The Bible was signed to her half-sister and Herdson’s mother, the late Mary Emona Harvey (nee Davis), who at the time of the shipwreck was only three years old.

Mary Harvey’s parents were on the ship the night it wrecked. Whitta said there was a ball on the ship on Christmas Eve.

“When the ship was wrecked, they took the captain and the engineer to their homes in Ruatonga and accommodated them until a ship came and took them away,” Whitta said.

“That was when they gave the Bible to Mary Lou’s (Herdson) mother, signed to Mary. She was only three years old then. She was the eldest in the family but a baby at that time.”
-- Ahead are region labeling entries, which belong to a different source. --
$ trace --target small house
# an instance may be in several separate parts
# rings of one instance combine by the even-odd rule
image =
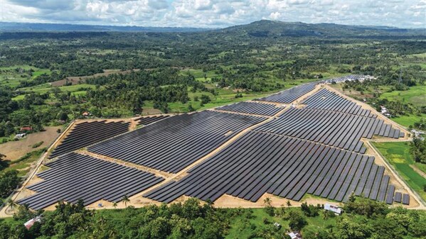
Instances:
[[[289,232],[287,235],[289,235],[292,239],[303,239],[302,235],[297,231]]]
[[[28,229],[30,230],[30,228],[33,226],[33,225],[34,225],[34,223],[36,222],[41,222],[41,216],[37,216],[36,217],[29,220],[28,221],[27,221],[26,223],[23,223],[23,226]]]
[[[25,126],[25,127],[21,127],[21,132],[23,132],[23,131],[32,131],[33,128],[30,126]]]
[[[330,211],[334,213],[336,215],[340,215],[342,213],[342,210],[337,206],[332,205],[330,204],[325,204],[324,205],[324,210]]]
[[[15,135],[15,138],[17,138],[19,140],[19,139],[24,138],[25,136],[26,136],[26,133],[18,133]]]

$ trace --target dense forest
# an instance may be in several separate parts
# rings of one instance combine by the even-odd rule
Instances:
[[[421,31],[294,24],[262,21],[196,33],[1,33],[0,137],[23,126],[41,130],[84,111],[96,117],[188,111],[204,106],[201,94],[212,103],[225,94],[243,100],[351,73],[378,76],[373,84],[395,90],[424,84]],[[113,69],[120,71],[105,73]],[[425,111],[412,108],[405,113]]]
[[[0,143],[76,118],[193,111],[350,74],[376,79],[334,87],[379,111],[385,107],[409,129],[426,130],[419,97],[426,89],[423,31],[267,21],[169,30],[0,33]],[[426,141],[410,145],[414,160],[425,163]],[[0,160],[0,200],[21,181],[9,167]],[[426,237],[423,211],[362,198],[351,198],[341,216],[321,205],[270,204],[222,209],[190,199],[92,211],[60,202],[52,212],[20,206],[13,220],[0,221],[0,238],[285,238],[289,230],[307,239]],[[41,222],[26,230],[23,222],[38,215]]]
[[[21,206],[13,220],[0,221],[0,238],[289,238],[287,233],[294,230],[301,231],[304,239],[426,237],[422,211],[390,209],[384,203],[351,197],[345,213],[336,216],[321,205],[275,208],[270,202],[265,200],[265,207],[257,209],[218,209],[194,199],[107,211],[87,210],[82,201],[60,201],[49,212]],[[37,216],[40,221],[27,230],[23,223]]]

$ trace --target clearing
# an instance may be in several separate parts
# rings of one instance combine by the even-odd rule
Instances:
[[[423,200],[426,200],[426,192],[423,187],[426,185],[426,179],[419,174],[419,170],[426,172],[426,165],[414,162],[410,154],[408,142],[373,142],[373,145],[388,160],[398,172],[403,179],[415,190]]]
[[[10,141],[0,145],[0,152],[6,155],[6,160],[14,161],[34,150],[33,145],[43,141],[43,144],[36,149],[48,147],[59,135],[56,130],[63,126],[46,127],[45,131],[28,134],[21,140]]]

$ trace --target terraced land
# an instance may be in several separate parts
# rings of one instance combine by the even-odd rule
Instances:
[[[354,193],[389,204],[418,206],[363,145],[373,136],[405,138],[405,131],[323,83],[213,110],[137,118],[142,128],[90,141],[85,152],[81,148],[89,143],[60,145],[46,165],[51,169],[38,174],[44,181],[28,187],[36,194],[18,202],[42,209],[58,199],[81,198],[89,205],[134,195],[131,201],[145,202],[133,204],[139,206],[185,196],[215,201],[230,196],[257,204],[265,194],[293,201],[311,195],[344,202]],[[92,123],[105,125],[100,122]],[[128,129],[123,123],[114,126]],[[80,141],[73,136],[76,133],[65,140]],[[80,153],[72,152],[77,149]],[[147,179],[123,177],[122,172]]]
Harvey kept the Bible, which was passed down to her daughter Herdson, who brought it back to Rarotonga to show her Aunty Tepaeru that she had been taking good care of the family treasure.

Herdson said the Bible had been professionally rebound keep it from falling apart.

“I kept asking ‘where is the Bible where is the Bible?’ We were not allowed to touch it when growing up,” an excited Whitta said.

“The first person I thought to show the Bible was Jack, because he has been so involved with the ship.”

Cooper said he was privileged to have the opportunity to see the Bible.

He said it could be well over 100 years old.

“I met a cabin boy of the Maitai in 1993. I have his discharge papers framed up on the wall here (at Trader Jacks),” Cooper said.

Herdson said the Bible had become part of the family.

She intends to pass it down to the next generation, keeping memories of the Maitai alive.

“So Jack’s got the boiler and we got the Bible,” she said with a hearty laugh.